Monitoring the performance of a SQL database in Azure starts with monitoring the resource utilization relative to the level of database performance you choose. Monitoring helps you determine whether your database has excess capacity or is having trouble because resources are maxed out, and then decide whether it's time to adjust the performance level and service tier of your database. You can monitor your database using graphical tools in the Azure portal or using SQL dynamic management views.
Monitor databases using the Azure portal
In the Azure portal, you can monitor a single database’s utilization by selecting your database and clicking the Monitoring chart. This brings up a Metric window that you can change by clicking the Edit chart button. Add the following metrics:
- CPU percentage
- DTU percentage
- Data IO percentage
- Database size percentage
Once you’ve added these metrics, you can continue to view them in the Monitoring chart with more details on the Metric window. All four metrics show the average utilization percentage relative to the DTU of your database. See the service tiers article for details about DTUs.

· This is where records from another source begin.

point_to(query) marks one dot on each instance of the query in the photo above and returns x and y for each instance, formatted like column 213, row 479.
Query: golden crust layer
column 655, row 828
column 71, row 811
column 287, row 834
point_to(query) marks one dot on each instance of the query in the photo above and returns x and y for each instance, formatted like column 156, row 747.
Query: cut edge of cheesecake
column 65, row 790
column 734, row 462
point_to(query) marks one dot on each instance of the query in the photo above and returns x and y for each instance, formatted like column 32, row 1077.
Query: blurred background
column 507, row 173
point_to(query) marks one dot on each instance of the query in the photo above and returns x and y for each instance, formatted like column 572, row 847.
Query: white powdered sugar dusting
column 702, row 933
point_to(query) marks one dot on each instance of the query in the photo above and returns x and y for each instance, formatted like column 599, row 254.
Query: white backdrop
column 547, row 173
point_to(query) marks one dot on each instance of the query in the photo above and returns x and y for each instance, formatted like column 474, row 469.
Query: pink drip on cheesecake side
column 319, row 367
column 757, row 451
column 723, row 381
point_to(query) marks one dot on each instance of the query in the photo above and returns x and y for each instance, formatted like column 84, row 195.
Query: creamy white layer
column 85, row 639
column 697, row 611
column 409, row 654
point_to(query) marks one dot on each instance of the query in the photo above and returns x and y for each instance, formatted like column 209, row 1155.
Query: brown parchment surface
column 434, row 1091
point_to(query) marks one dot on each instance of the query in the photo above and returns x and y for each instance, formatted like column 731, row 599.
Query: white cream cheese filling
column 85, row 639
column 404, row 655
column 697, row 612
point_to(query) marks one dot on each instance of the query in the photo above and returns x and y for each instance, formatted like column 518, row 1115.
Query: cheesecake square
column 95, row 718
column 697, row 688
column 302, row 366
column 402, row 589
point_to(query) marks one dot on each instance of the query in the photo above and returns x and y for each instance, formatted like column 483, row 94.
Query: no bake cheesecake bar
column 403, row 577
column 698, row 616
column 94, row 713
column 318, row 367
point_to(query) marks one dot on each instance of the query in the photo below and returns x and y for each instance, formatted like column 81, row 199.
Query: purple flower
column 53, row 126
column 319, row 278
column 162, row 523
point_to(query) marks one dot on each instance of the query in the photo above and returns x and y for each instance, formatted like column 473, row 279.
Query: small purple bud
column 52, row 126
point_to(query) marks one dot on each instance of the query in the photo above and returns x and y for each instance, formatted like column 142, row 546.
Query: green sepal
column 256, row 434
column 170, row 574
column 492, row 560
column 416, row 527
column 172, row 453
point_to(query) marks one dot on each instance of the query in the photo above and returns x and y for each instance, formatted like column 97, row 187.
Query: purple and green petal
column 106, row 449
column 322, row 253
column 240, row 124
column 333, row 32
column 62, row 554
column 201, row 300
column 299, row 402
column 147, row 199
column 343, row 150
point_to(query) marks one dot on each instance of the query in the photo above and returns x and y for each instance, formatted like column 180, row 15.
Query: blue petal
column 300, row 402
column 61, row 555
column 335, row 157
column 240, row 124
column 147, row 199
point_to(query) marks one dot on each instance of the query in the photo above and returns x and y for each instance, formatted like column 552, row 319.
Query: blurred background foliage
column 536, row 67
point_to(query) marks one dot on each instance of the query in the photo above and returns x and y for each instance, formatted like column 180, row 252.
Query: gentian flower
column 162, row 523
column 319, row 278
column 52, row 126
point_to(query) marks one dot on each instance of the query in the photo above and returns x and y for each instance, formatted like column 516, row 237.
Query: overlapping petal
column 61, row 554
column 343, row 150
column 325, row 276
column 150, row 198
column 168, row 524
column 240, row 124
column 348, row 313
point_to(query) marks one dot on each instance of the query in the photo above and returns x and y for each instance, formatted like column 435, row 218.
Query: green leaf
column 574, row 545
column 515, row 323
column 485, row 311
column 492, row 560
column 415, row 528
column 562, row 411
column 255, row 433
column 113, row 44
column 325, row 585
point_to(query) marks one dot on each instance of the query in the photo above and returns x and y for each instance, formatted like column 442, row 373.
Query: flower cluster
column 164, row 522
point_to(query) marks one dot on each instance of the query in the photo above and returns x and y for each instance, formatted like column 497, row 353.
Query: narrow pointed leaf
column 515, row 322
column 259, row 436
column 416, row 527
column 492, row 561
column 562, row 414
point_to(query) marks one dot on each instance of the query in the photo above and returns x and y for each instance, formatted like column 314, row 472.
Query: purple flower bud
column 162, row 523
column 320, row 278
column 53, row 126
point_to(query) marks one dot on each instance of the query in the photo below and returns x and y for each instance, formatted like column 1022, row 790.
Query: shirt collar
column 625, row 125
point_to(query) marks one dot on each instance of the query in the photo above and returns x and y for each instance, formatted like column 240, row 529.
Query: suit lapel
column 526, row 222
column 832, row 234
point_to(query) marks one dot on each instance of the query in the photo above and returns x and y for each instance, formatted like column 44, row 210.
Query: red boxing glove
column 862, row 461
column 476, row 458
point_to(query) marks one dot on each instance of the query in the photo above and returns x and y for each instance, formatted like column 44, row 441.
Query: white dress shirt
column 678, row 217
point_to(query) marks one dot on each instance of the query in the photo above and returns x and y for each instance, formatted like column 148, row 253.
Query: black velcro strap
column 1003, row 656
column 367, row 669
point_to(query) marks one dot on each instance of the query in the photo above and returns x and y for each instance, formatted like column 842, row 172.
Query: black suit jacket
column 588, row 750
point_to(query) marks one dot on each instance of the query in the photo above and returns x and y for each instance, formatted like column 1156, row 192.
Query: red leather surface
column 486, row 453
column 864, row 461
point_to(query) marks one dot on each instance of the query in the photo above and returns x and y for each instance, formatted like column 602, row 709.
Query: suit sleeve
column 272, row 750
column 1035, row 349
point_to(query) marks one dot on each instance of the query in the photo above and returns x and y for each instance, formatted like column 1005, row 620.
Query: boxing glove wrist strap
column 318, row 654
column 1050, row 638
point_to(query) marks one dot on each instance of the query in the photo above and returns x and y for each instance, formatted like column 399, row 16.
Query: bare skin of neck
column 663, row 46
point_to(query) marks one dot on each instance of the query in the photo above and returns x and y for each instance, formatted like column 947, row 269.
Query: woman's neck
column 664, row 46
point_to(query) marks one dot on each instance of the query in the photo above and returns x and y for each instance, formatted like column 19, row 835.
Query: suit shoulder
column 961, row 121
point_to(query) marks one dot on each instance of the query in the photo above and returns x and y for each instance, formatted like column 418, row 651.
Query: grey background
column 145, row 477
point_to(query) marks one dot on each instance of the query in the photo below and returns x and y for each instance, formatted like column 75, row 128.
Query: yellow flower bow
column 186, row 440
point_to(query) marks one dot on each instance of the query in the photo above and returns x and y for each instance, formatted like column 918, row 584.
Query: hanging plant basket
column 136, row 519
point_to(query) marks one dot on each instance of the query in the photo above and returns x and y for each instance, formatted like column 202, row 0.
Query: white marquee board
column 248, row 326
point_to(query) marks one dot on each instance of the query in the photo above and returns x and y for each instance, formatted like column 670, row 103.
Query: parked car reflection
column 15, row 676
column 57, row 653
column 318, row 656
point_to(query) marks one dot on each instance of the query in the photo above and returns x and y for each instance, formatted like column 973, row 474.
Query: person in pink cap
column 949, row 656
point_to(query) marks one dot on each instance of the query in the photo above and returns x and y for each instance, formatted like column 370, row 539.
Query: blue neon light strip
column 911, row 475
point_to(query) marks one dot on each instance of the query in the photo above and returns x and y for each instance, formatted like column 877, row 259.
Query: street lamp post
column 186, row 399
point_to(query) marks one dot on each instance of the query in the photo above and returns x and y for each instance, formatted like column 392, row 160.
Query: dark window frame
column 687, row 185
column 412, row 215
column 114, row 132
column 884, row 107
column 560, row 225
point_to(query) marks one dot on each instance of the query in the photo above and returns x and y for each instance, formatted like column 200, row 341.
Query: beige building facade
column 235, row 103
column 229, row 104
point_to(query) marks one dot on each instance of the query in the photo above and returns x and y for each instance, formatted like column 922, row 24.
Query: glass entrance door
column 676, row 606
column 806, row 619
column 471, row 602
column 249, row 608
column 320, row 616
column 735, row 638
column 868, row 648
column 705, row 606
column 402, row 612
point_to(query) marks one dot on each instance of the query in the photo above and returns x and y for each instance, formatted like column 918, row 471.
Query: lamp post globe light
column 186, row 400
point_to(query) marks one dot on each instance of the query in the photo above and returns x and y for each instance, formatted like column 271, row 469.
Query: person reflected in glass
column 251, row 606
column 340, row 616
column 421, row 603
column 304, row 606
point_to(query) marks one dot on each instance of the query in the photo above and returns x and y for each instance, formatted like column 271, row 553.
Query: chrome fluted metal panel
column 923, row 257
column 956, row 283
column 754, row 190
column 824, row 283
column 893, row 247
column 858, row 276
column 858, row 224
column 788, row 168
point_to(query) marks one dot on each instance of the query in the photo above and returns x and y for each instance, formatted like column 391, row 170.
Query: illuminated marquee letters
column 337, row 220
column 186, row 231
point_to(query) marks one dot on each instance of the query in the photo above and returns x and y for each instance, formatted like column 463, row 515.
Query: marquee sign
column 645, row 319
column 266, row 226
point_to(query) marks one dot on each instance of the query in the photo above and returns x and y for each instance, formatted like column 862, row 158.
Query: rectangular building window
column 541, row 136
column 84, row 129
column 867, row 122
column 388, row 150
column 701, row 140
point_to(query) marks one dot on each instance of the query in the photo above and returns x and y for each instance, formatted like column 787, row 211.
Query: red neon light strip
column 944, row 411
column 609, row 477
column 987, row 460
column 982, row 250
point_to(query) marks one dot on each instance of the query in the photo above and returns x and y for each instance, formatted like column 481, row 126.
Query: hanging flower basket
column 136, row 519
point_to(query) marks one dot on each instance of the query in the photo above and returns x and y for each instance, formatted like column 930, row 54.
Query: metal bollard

You can also configure alerts on the performance metrics. Click the Add alert button in the Metric window. Follow the wizard to configure your alert. You have the option to alert if the metrics exceed a certain threshold or if the metric falls below a certain threshold.
For example, if you expect the workload on your database to grow, you can choose to configure an email alert whenever your database reaches 80% on any of the performance metrics. You can use this as an early warning to figure out when you might have to switch to the next higher performance level.
The performance metrics can also help you determine if you are able to downgrade to a lower performance level. Assume you are using a Standard S2 database and all performance metrics show that the database on average does not use more than 10% at any given time. It is likely that the database will work well in Standard S1. However, be aware of workloads that spike or fluctuate before making the decision to move to a lower performance level.
Monitor databases using DMVs
The same metrics that are exposed in the portal are also available through system views: sys.resource_stats in the logical master database of your server, and sys.dm_db_resource_stats in the user database. Use sys.resource_stats if you need to monitor less granular data across a longer period of time. Use sys.dm_db_resource_stats if you need to monitor more granular data within a smaller time frame. For more information, see Azure SQL Database Performance Guidance.
sys.dm_db_resource_stats returns an empty result set when used in Web and Business edition databases, which are retired.
For elastic pools, you can monitor individual databases in the pool with the techniques described in this section. But you can also monitor the pool as a whole. For information, see Monitor and manage an elastic pool.